This recent rally has returned the greenback to a two-decade high. The US dollar index was trading at 104.55 at the time of writing, up 10.84% in six months and 4.31% in a month.

The surging dollar has prompted many central banks to abandon a longstanding preference for weaker exchange rates, shifting from encouraging growth to bringing down inflation.

Despite rising inflation, countries such as Nigeria and Japan have resisted the impulse to raise interest rates. Inflation in Nigeria reached 15.92% in March, up from 15.7% in February 2022.

Japan’s inflation is continuing to rise, reaching a 26-month high as more businesses pass on rising raw material and energy costs to consumers.
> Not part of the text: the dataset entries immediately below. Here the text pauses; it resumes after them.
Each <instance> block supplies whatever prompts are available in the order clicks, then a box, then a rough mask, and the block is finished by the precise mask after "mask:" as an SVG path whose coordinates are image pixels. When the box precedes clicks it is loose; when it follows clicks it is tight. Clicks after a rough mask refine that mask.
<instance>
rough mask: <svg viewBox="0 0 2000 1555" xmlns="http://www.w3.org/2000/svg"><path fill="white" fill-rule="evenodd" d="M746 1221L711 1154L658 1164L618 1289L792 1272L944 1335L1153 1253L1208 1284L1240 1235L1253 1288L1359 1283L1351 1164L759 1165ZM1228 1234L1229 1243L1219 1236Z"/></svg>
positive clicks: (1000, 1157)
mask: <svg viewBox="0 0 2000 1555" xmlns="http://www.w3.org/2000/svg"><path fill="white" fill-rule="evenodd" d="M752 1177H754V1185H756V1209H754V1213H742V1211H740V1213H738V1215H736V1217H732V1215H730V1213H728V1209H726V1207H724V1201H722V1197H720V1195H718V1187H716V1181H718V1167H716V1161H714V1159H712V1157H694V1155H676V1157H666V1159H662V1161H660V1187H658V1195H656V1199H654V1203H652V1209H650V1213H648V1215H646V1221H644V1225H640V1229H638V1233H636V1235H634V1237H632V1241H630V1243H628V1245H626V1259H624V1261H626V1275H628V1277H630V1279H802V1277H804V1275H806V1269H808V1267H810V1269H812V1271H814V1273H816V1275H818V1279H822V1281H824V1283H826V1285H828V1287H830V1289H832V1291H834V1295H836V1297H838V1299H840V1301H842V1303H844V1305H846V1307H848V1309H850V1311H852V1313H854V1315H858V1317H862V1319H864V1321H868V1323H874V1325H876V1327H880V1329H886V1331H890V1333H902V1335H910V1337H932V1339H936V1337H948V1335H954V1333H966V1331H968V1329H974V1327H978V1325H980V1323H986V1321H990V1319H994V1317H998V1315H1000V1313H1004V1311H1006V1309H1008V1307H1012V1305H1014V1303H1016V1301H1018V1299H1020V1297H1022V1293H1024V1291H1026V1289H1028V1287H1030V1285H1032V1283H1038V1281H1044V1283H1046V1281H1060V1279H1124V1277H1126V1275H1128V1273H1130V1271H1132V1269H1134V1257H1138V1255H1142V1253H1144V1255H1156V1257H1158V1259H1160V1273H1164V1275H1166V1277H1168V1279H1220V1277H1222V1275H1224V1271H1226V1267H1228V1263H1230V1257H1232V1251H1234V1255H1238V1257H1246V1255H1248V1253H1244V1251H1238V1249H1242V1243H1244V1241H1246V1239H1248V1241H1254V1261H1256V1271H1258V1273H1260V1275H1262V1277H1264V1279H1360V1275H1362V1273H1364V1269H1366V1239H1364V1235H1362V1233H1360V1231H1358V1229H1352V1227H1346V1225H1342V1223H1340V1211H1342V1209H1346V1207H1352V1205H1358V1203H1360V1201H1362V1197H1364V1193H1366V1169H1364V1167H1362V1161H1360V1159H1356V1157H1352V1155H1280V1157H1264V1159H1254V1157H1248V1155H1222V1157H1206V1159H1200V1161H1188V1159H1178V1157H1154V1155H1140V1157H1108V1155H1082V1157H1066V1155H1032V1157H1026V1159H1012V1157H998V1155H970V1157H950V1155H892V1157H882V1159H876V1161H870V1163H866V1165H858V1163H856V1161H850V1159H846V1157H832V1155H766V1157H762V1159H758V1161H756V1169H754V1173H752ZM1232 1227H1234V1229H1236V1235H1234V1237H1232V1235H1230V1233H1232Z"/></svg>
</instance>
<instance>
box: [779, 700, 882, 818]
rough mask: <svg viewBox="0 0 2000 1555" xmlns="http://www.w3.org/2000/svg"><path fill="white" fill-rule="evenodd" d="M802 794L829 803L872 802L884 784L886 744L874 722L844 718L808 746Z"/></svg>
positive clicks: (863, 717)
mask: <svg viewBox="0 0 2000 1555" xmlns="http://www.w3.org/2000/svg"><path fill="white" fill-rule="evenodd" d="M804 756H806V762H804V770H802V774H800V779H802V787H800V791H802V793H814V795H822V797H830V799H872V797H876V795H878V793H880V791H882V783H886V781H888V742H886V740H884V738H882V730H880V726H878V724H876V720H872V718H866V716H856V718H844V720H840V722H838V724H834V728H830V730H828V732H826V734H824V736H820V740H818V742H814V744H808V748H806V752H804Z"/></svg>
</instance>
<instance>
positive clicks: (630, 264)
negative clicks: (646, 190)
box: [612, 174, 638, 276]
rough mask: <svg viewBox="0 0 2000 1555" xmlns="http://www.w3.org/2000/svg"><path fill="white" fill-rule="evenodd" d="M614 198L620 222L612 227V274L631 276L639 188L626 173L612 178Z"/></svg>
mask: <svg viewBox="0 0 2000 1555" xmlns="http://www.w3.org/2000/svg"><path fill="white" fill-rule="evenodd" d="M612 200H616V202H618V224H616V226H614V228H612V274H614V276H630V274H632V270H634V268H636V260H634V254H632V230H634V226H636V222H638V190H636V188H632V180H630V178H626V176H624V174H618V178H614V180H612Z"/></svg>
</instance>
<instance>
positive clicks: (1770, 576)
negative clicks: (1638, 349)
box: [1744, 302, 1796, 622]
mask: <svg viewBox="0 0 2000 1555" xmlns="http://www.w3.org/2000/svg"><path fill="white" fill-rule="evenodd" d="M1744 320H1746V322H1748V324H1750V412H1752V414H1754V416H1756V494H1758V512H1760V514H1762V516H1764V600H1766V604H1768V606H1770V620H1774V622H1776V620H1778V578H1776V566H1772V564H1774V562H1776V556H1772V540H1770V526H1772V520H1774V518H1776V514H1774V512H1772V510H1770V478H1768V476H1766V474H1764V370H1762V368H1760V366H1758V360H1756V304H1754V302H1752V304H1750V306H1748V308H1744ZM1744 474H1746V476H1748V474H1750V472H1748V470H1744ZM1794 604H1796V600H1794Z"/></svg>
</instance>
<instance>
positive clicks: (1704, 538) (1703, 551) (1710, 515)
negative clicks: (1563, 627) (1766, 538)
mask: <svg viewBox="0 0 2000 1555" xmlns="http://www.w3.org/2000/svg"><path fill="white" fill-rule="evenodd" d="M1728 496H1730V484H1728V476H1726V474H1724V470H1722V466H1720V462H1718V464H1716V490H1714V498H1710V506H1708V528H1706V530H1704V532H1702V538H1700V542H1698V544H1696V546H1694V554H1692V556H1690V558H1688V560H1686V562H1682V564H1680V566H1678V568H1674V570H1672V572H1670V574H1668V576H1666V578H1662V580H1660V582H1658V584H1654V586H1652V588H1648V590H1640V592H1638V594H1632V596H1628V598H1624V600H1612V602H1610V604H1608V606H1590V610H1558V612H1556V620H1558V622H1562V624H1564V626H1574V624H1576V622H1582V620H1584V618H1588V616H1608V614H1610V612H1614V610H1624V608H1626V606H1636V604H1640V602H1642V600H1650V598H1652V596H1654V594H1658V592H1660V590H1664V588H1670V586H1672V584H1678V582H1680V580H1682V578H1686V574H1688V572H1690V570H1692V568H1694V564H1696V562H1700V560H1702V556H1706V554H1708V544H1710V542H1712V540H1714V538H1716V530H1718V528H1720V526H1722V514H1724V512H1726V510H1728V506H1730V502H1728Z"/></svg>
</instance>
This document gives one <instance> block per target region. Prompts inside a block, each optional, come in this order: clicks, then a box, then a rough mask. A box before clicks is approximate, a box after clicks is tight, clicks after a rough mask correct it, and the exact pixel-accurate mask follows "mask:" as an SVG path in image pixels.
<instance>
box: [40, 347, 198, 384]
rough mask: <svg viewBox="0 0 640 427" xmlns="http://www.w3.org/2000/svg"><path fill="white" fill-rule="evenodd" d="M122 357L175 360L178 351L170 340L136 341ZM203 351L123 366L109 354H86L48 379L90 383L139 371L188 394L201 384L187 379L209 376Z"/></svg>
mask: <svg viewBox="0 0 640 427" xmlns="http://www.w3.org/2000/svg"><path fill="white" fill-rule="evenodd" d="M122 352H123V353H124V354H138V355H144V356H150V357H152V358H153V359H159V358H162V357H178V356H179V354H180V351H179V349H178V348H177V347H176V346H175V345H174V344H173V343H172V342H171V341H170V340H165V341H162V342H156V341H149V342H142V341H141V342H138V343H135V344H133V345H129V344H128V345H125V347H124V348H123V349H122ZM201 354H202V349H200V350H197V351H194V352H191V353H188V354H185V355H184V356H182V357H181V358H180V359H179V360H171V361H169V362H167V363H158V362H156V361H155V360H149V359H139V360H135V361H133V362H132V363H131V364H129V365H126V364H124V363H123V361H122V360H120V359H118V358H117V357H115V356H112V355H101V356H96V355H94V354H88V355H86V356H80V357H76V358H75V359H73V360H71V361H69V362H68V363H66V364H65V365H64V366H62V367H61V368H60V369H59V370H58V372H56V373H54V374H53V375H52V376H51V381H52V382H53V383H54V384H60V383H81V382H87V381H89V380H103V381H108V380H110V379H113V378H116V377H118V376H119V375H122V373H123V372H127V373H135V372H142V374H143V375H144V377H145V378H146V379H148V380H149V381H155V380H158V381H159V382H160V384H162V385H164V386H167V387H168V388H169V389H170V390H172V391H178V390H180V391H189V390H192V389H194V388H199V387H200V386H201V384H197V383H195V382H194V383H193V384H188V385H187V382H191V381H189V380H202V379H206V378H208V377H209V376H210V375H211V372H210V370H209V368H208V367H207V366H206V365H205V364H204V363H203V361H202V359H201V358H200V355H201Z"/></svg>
In March 2022, Japan’s inflation increased by 0.8%.

What you should know

The Federal Reserve of the United States hiked its benchmark funds rate by 50 basis points (bps) last week, and strong job data has strengthened bets on additional significant hikes, with inflation data due on Wednesday providing the next potential positive surprise.

Nevertheless, the US’ current hawkish stance has had a sleeping effect across markets.

The yield on benchmark 10-year U.S. government bonds has climbed a staggering 163 basis points this year.

The euro was down 9.35% within 6 months trading at $1.0508, the currency lost 3.29% against the dollar in a month.

The yen was close to two-decade lows at 130.96 per dollar, while sterling wallowed at $1.2294, barely above Friday’s 22-month low.

The Canadian dollar hit its lowest since December.
Lockdowns in Shanghai deepened, dragging the yuan to a new 18-month low of 6.7110 per dollar.

Cryptocurrencies have been hammered, and bitcoin is nearing its lowest levels of the year at $33,520 , while ether is at $2,439 at the time of writing this article.